Lupita and Jon McClanahan, both members of the Diné or Navajo Nation, will present a lecture on Navajo culture and the preservation of their traditions in today’s American culture at Wake Forest University’s Museum of Anthropology March 22 at 7:30 p.m.

The lecture, titled “Navajo Journey: Sharing Our Stories in a Multicultural World,” is free and open to the public.

During the lecture, the McClanahans will share details of everyday Navajo culture, including weaving and religion, traditional techniques of health and healing and the hopes and dreams of Navajo children.

Their presentation will be accompanied by photographs from the book “Crossing Between Worlds: The Navajo of Canyon de Chelly,” written by Wake Forest Professor of Anthropology Jeanne Simonelli and photographed by Charles Winters. Through the stories of Lupita McClanahan’s family, the book tells the story of contemporary Navajo people.

For the past 18 years, the McClanahans have worked in various ways to live out the words Lupita’s grandfather spoke many years ago in Canyon de Chelly in Arizona: “Share all stories. It beautifies Mother Earth, especially in different voices. It’s bad if all stories become one; there’s no more stories, no more life.”

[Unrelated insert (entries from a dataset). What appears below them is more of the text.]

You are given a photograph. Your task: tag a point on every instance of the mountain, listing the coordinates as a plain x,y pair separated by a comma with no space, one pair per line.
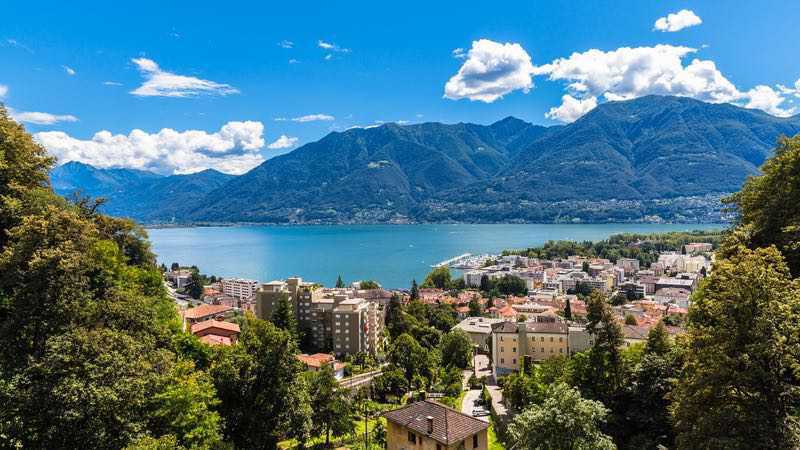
137,194
652,157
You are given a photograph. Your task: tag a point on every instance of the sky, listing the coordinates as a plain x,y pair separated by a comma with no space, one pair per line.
178,87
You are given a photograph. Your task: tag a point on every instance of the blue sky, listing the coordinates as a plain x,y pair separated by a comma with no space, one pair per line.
221,74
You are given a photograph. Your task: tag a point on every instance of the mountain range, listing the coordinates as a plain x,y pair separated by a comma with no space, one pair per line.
652,158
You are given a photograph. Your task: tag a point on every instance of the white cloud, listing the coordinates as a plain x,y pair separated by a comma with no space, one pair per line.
159,83
677,21
40,118
283,142
235,148
313,118
330,46
491,71
571,108
627,73
767,99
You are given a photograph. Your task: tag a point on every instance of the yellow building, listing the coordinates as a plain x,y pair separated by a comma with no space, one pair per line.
512,342
428,425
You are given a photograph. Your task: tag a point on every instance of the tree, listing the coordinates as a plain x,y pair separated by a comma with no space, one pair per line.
332,409
263,397
414,290
408,355
740,386
439,277
369,284
511,285
768,206
564,420
283,315
658,341
456,349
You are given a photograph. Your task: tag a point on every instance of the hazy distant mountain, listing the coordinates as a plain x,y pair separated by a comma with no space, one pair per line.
666,156
132,193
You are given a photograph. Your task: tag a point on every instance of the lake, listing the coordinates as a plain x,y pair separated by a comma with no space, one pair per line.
389,254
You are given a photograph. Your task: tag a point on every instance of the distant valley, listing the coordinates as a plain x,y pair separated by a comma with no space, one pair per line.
655,158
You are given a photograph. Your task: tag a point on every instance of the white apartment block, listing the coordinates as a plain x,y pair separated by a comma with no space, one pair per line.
239,287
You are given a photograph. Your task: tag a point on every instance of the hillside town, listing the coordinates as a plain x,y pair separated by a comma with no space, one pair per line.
515,311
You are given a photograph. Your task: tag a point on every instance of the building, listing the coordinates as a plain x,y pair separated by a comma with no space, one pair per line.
239,287
427,425
479,330
317,361
514,341
216,332
204,312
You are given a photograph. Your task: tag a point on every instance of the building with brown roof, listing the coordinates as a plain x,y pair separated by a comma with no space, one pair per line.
428,425
216,331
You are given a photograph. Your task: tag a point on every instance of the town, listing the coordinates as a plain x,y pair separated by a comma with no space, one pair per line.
504,313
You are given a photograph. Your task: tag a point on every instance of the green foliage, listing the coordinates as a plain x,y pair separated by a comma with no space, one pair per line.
769,206
262,396
456,348
439,277
563,421
740,385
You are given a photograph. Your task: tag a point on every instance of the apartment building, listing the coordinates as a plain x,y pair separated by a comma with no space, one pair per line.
513,342
239,287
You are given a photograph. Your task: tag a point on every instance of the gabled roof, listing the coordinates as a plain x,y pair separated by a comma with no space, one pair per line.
211,323
449,426
205,310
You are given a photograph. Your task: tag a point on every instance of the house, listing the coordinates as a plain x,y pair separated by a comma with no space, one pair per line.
216,332
204,312
317,361
427,425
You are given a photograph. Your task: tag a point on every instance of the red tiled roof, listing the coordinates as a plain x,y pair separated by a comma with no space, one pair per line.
449,426
205,310
211,323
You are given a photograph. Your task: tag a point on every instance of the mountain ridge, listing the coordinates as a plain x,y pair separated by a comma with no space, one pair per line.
617,162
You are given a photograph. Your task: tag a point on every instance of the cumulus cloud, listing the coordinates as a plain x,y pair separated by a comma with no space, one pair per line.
571,108
40,118
313,118
330,46
283,142
628,73
160,83
677,21
491,70
234,148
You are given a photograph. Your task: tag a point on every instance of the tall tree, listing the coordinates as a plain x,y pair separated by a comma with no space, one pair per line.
263,397
740,386
332,408
456,347
768,206
563,421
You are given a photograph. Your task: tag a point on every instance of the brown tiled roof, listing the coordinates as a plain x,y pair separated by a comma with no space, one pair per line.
205,310
449,426
211,323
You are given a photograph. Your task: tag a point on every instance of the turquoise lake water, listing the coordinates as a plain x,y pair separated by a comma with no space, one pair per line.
389,254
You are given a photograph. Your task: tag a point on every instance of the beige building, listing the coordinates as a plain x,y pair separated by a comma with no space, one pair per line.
428,425
512,342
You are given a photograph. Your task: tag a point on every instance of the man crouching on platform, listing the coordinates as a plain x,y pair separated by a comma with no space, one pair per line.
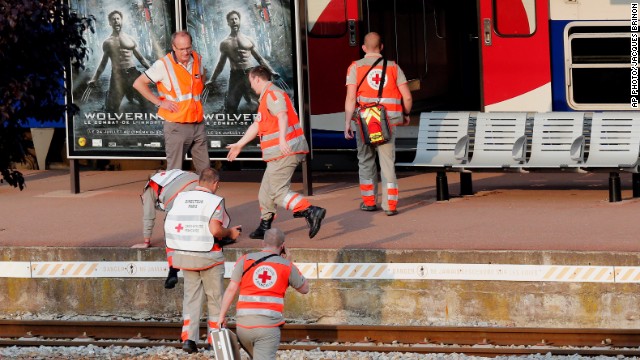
195,227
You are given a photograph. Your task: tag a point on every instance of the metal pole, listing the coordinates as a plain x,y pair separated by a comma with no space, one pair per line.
442,186
615,193
74,170
303,93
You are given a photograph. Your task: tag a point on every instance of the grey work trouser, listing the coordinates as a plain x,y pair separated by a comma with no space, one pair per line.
180,138
276,184
260,343
198,285
367,169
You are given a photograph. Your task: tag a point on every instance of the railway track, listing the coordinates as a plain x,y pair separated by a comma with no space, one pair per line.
479,341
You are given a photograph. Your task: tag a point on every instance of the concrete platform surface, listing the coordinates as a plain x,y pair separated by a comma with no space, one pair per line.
527,250
567,212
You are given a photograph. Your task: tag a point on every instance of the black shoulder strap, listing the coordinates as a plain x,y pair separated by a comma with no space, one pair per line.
367,73
258,262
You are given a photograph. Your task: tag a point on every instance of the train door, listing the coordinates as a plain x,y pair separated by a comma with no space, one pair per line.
516,73
435,42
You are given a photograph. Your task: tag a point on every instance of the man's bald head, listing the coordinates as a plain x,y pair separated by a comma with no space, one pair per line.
274,238
372,42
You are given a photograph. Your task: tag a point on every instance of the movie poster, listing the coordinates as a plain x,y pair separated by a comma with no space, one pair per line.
114,119
232,36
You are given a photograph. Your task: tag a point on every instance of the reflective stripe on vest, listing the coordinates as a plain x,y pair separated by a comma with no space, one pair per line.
263,287
266,299
270,133
366,187
291,200
165,177
391,96
186,89
265,312
187,224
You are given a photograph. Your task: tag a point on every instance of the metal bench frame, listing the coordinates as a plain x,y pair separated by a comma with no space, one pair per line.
558,142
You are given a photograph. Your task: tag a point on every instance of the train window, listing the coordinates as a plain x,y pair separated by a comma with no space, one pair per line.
514,17
327,20
597,69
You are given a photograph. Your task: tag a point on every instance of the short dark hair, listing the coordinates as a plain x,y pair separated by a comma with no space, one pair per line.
260,71
180,33
233,12
114,12
209,175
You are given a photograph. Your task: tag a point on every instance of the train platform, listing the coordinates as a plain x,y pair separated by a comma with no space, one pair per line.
525,250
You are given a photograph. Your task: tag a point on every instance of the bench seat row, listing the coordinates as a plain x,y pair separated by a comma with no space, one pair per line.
516,141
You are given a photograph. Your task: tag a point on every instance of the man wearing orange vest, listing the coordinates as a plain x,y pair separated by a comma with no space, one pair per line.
179,77
396,97
283,147
194,228
262,279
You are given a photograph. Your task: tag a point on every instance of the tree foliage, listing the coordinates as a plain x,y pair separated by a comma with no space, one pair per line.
39,39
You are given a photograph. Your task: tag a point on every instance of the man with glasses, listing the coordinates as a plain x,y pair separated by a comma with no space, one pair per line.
179,78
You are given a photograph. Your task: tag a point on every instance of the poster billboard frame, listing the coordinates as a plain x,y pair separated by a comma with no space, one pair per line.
214,154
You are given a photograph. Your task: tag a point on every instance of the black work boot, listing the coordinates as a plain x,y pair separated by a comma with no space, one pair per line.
190,346
262,228
172,278
314,216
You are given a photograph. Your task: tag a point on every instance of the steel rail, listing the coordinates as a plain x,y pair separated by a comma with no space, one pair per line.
481,341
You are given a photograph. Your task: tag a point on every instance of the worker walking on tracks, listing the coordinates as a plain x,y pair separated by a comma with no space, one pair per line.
158,194
194,228
283,148
363,82
262,278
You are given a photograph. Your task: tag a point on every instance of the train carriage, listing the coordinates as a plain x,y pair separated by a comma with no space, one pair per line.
474,55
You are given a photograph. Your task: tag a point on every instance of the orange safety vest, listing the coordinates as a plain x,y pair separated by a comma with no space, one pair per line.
269,132
391,96
263,288
186,89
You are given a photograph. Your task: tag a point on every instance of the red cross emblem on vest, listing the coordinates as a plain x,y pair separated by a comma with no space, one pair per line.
376,78
264,277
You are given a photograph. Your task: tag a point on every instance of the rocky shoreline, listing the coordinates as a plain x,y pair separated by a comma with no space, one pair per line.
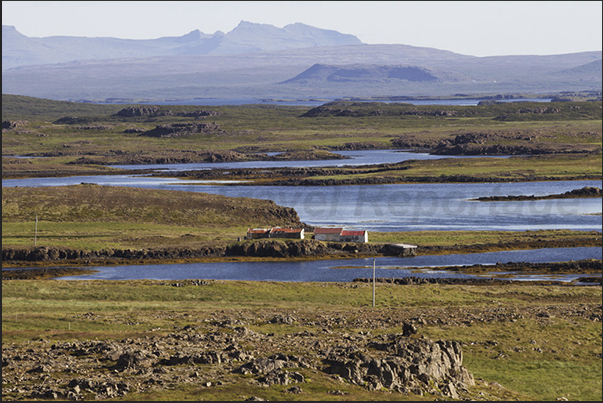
298,249
585,192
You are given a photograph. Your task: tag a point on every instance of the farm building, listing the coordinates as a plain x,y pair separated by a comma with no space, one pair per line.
328,234
340,235
256,233
287,233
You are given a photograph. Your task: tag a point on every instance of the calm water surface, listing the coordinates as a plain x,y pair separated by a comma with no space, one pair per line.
394,208
364,157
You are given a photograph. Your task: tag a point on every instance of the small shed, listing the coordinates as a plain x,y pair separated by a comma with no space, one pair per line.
354,236
257,233
287,233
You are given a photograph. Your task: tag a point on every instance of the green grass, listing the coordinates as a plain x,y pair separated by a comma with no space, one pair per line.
539,359
263,128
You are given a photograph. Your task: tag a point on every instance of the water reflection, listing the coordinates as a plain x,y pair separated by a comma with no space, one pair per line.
341,270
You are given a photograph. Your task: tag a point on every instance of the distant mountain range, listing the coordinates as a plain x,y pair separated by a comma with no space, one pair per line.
20,50
263,61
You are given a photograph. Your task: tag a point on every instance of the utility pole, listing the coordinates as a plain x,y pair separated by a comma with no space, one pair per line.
36,232
374,282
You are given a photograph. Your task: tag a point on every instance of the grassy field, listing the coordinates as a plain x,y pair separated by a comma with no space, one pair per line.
96,134
520,342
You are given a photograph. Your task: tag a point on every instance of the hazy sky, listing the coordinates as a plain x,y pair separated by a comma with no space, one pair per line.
478,28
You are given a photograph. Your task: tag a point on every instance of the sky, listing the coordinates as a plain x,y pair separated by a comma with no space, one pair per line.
476,28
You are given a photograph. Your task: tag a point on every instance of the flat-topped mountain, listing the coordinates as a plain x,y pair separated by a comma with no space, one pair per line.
20,50
263,61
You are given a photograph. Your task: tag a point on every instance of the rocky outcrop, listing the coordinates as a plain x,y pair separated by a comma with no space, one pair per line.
585,192
134,111
13,124
155,111
498,143
183,129
409,366
106,369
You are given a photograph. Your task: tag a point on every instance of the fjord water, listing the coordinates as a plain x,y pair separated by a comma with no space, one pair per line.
392,208
345,269
353,158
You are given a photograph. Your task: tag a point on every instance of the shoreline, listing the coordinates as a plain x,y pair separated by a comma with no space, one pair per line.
425,250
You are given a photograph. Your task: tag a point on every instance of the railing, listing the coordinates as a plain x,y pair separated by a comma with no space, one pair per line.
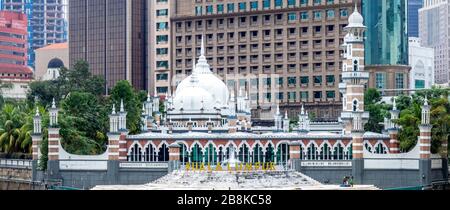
15,163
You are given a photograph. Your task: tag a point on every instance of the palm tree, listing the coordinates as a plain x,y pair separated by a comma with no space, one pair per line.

The couple has worked for the National Park Service, as hosts and guides for college students and now as leaders of Footpath Journeys of Canyon de Chelly.

Canyon de Chelly is a national monument located in northeastern Arizona that is comprised entirely of land belonging to the Navajo nation. It contains the ruins of villages built between A.D. 350 and 1300 and has a multi-layered history, including Navajo, Puebloan and Hispanic associations. The canyon has been home to the Navajo since the 1700s, and it continues to be a place of residence and a location of great sacred significance to native communities.

The lecture is co-sponsored by the Wake Forest Department of Anthropology and the Museum of Anthropology.